Article Text
Abstract
Background The gut microbiota has been recognized as tumor biomarkers for various cancers, and specific tumor markers can be discovered through causal relationships. The causal relationships between gut microbiota and prostate cancer remained uncertain. We intend to identify the causal connections between gut microbiota and prostate cancer and investigate the potential underlying mechanisms.
Methods A two-sample Mendelian randomization (MR) analysis was conducted to elucidate the impact of 196 gut microbiota on prostate cancer (IDDF2024-ABS-0031 Figure 1). The reverse MR, linkage disequilibrium regression score (LDSC), and colocalization analyses were performed to strengthen causal evidence. A phenome-wide MR (Phe-MR) analysis evaluated potential side effects targeting the detected gut microbiota. We designed a two-step MR study to assess the mediation effects of circulating cytokines, sex hormones, and blood metabolites.
Results In the MR analyses, 11 bacterial taxa were causally associated with prostate cancer (IDDF2024-ABS-0031 Figure 2 (a,b)). In these bacterial taxa, Alphaproteobacteria (OR = 0.87 95% CI, 0.76-0.96, P = 0.004) restrained prostate cancer and Paraprevotella (OR = 1.08 95% CI, 1.00-1.17, P = 0.044) had a risk effect on prostate cancer. In reverse MR analysis, gut microbiota abundance was unaffected by prostate cancer. LDSC and colocalization analyses indicated that the detected associations would not be confounded by genetic correlation or LD from common causal loci (IDDF2024-ABS-0031 Figure 2 (c)). The Phe-MR analysis showed no apparent tox or side effects on the identified gut microbiota. In the mediation analysis, we found 7 mediators linking gut microbiota to prostate cancer, with a specific emphasis on the critical roles played by sex hormones and blood metabolites (IDDF2024-ABS-0031 Figure 3).
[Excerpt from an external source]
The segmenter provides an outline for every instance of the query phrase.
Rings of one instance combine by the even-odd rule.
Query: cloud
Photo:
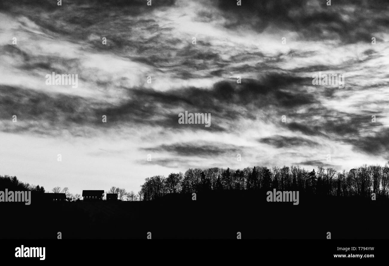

Conclusions Our study represented the first comprehensive exploration of the gut microbiota’s causal effects on prostate cancer and revealed the mediating effects of sex hormones and blood metabolites in the ‘gut-prostate axis.’ Our study has contributed to the discovery of tumor biomarkers in the gut microbiota for prostate cancer, providing a basis for early screening and treatment of the disease.